While seven of the players on the Nationals' 25-man active roster for World Series roster didn't attend, Trump did get a kick out of veteran catcher Kurt Suzuki, and perhaps a vote of confidence.
Called to the South Lawn podium by the president as the Nationals continued celebrating their World Series title after finishing off the Houston Astros in seven games last week, the 36-year-old Suzuki wore a red "Make America Great Again" hat.
A symbol of Trump's presidential campaign that he and his supporters wore ahead of the election, the hat apparently made the president's day. He gave a huge hug to Suzuki, who stretched out his arms and said, "I love you all. I love you all. Thank you."
After shaking hands with Suzuki, who totaled 17 homers and 63 RBI in 85 regular-season games for the Nationals, Trump said, "What a job he did. I didn't know that was going to happen."
Trump probably didn't know he would get booed by the hometown crowd at Game 5 in Nationals Park, either. Trump has also met with the 2017 champion Houston Astros and the 2018 champion Boston Red Sox, although a number of Red Sox players as well as manager Alex Cora skipped that visit.
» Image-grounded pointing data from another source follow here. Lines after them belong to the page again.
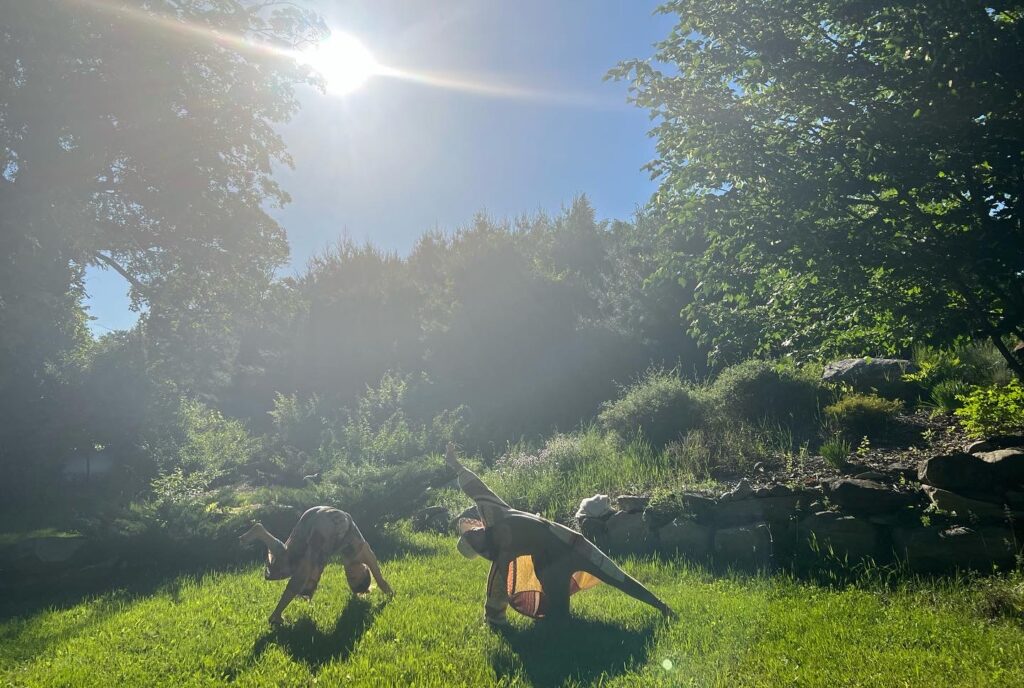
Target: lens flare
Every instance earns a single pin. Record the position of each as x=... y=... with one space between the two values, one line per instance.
x=343 y=61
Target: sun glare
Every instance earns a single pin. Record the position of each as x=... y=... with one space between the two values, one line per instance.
x=343 y=61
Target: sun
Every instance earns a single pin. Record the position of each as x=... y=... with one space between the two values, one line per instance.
x=343 y=60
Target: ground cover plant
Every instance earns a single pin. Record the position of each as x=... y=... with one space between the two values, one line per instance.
x=731 y=631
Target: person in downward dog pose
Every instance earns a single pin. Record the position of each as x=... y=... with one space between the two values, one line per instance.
x=320 y=532
x=537 y=564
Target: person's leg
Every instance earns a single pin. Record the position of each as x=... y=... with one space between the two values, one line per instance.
x=598 y=564
x=555 y=582
x=286 y=598
x=496 y=606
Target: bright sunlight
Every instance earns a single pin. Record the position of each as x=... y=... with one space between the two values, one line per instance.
x=343 y=60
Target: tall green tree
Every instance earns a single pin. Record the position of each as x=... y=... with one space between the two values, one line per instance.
x=844 y=175
x=137 y=137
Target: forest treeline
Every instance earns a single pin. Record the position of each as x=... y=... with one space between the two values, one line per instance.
x=836 y=178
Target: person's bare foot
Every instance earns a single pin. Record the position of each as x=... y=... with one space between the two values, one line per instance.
x=497 y=621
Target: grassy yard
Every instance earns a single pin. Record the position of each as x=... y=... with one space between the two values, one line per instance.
x=730 y=632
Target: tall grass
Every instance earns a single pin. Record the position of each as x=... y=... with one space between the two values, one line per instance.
x=732 y=631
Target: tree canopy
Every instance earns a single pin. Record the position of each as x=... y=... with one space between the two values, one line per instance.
x=137 y=137
x=842 y=176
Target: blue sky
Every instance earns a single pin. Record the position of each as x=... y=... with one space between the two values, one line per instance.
x=395 y=159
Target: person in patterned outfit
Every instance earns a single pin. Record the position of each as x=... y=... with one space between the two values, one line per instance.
x=537 y=564
x=321 y=532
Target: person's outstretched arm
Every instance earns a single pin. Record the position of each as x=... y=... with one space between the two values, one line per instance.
x=492 y=507
x=496 y=606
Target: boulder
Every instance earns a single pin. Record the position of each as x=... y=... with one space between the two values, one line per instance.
x=867 y=497
x=829 y=534
x=967 y=508
x=44 y=556
x=996 y=442
x=738 y=512
x=936 y=550
x=629 y=533
x=871 y=475
x=632 y=504
x=598 y=506
x=1007 y=466
x=740 y=491
x=963 y=472
x=865 y=374
x=686 y=538
x=748 y=547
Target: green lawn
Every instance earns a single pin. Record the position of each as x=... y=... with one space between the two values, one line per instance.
x=731 y=631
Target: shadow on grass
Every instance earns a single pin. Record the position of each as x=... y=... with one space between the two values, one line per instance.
x=313 y=647
x=584 y=650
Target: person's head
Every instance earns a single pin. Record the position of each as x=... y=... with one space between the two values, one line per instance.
x=358 y=577
x=473 y=543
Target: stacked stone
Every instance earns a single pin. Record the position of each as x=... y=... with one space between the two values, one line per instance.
x=978 y=493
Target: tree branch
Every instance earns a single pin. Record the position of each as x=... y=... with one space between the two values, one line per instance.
x=107 y=260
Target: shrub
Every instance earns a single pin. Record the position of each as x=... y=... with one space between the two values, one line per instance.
x=836 y=452
x=946 y=395
x=762 y=391
x=988 y=411
x=659 y=405
x=974 y=362
x=201 y=439
x=857 y=416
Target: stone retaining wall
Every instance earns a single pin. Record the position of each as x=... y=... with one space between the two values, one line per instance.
x=965 y=512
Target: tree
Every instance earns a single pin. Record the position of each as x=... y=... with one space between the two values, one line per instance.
x=138 y=137
x=844 y=175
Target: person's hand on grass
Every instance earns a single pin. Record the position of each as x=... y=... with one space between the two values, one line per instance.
x=451 y=457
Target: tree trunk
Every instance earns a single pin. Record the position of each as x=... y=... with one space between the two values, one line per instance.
x=1012 y=360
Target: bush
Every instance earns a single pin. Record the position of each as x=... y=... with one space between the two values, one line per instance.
x=660 y=406
x=202 y=440
x=989 y=411
x=947 y=395
x=857 y=416
x=836 y=452
x=760 y=391
x=973 y=362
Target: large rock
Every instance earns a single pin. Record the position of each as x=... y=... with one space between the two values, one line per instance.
x=632 y=504
x=958 y=471
x=598 y=506
x=867 y=497
x=967 y=508
x=779 y=508
x=996 y=442
x=629 y=533
x=44 y=556
x=864 y=374
x=828 y=534
x=741 y=491
x=935 y=550
x=686 y=538
x=1007 y=466
x=748 y=547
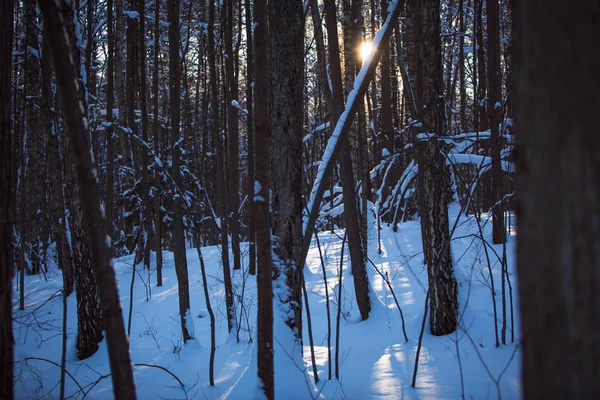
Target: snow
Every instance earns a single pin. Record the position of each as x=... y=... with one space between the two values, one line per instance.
x=375 y=361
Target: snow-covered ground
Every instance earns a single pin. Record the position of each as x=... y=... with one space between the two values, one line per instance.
x=375 y=361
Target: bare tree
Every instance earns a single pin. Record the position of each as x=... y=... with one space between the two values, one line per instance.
x=286 y=89
x=76 y=125
x=558 y=253
x=494 y=111
x=178 y=227
x=433 y=181
x=262 y=204
x=6 y=203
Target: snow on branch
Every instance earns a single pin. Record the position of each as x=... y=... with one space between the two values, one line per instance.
x=361 y=84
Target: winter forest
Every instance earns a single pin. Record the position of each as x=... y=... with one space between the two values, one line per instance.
x=299 y=199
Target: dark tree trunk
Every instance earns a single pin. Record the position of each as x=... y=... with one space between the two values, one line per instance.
x=494 y=111
x=233 y=176
x=558 y=252
x=178 y=227
x=89 y=323
x=361 y=280
x=250 y=120
x=433 y=180
x=262 y=205
x=76 y=124
x=6 y=203
x=156 y=132
x=285 y=108
x=110 y=104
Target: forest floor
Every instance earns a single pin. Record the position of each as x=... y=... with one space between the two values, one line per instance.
x=374 y=360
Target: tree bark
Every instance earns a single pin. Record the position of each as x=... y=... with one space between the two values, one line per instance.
x=262 y=204
x=433 y=179
x=233 y=177
x=286 y=97
x=178 y=227
x=89 y=322
x=558 y=253
x=250 y=123
x=361 y=280
x=494 y=110
x=76 y=124
x=6 y=203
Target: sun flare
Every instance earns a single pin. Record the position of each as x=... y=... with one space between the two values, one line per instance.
x=366 y=50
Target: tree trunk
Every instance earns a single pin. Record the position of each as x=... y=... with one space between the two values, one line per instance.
x=433 y=179
x=285 y=107
x=6 y=203
x=76 y=124
x=233 y=177
x=559 y=197
x=262 y=205
x=494 y=111
x=361 y=280
x=156 y=133
x=250 y=120
x=89 y=322
x=178 y=227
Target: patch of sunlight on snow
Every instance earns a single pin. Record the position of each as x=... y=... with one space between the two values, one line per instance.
x=165 y=294
x=389 y=374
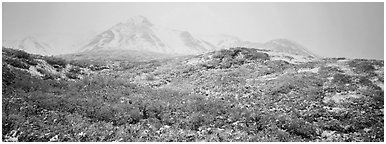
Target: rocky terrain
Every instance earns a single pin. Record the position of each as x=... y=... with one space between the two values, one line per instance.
x=236 y=94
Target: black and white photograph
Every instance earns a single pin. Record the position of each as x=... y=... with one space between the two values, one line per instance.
x=192 y=71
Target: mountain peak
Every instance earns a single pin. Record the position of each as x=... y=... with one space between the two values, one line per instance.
x=289 y=46
x=139 y=20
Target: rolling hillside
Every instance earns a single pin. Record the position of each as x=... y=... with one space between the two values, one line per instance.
x=237 y=94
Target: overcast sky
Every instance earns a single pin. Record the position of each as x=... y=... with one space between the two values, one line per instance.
x=354 y=30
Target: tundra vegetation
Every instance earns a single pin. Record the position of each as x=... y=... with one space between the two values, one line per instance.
x=238 y=94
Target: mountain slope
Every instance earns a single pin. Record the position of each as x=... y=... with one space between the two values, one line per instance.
x=289 y=47
x=31 y=44
x=139 y=34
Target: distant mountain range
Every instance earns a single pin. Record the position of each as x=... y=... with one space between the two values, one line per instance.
x=139 y=34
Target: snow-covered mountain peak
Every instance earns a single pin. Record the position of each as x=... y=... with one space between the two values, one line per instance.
x=288 y=46
x=138 y=21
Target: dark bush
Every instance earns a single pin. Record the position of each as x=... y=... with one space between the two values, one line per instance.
x=341 y=78
x=17 y=63
x=55 y=62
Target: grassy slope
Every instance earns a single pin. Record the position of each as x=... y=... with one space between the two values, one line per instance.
x=229 y=95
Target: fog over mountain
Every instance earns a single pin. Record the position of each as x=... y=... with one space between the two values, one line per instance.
x=140 y=34
x=352 y=30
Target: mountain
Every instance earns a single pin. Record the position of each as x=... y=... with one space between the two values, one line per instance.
x=138 y=33
x=141 y=35
x=30 y=44
x=289 y=47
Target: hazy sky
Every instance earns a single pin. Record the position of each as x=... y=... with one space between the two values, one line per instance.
x=354 y=30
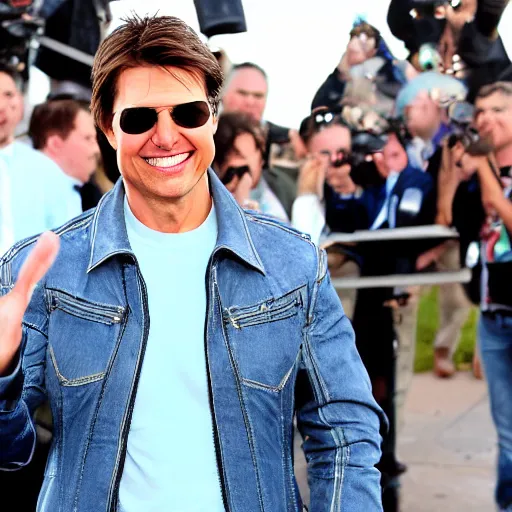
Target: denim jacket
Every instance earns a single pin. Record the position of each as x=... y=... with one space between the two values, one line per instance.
x=277 y=344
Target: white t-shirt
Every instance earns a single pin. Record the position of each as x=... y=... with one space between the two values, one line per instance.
x=170 y=462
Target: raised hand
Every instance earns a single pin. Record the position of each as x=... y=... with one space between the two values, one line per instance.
x=14 y=304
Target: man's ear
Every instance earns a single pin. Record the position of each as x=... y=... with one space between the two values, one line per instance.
x=54 y=143
x=109 y=133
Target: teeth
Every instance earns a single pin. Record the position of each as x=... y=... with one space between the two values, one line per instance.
x=168 y=161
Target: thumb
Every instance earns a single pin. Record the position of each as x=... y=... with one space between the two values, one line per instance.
x=37 y=264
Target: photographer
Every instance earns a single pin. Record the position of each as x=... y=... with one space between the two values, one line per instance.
x=455 y=37
x=80 y=24
x=368 y=185
x=494 y=123
x=366 y=55
x=239 y=162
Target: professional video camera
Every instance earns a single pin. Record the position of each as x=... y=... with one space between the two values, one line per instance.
x=370 y=132
x=426 y=8
x=18 y=30
x=461 y=116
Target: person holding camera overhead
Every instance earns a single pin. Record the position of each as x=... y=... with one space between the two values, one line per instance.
x=491 y=173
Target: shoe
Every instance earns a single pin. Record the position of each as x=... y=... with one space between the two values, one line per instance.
x=443 y=364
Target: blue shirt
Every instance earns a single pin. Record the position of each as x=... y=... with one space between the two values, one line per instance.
x=170 y=463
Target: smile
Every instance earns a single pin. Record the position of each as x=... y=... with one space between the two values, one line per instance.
x=168 y=161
But everyone in attendance Monday seemed to be on the president's side.
That included Nationals first baseman Ryan Zimmerman, who gifted the president with a No. 45 jersey with Trump's name on the back.
"This is an incredible honor I'd like to think none of us will ever forget," Zimmerman said. "We'd also like to thank you for keeping everyone here safe in our country and continuing to make America the greatest country to live in the world."
The seven no-shows Monday included highly outspoken reliever Sean Doolittle, along with fellow pitchers Joe Ross, Javy Guerra and Wander Suero, third baseman Anthony Rendon and outfielders Victor Robles and Michael A. Taylor.
On Friday, Doolittle told the Washington Post he would not attend, a stance in opposition of the president's policies and ongoing rhetoric.
"There's a lot of things, policies that I disagree with, but at the end of the day, it has more to do with the divisive rhetoric and the enabling of conspiracy theories and widening the divide in this country," Doolittle said in The Washington Post interview.
"At the end of the day, as much as I wanted to be there with my teammates and share that experience with my teammates, I can't do it. I just can't do it."
On Monday, Trump stuck mostly to the Nationals' accomplishments, though he did manage to include a bit of political business.
"America fell in love with Nats baseball. That's all they wanted to talk about," Trump said before a pause. "That and impeachment. I like Nats baseball much more."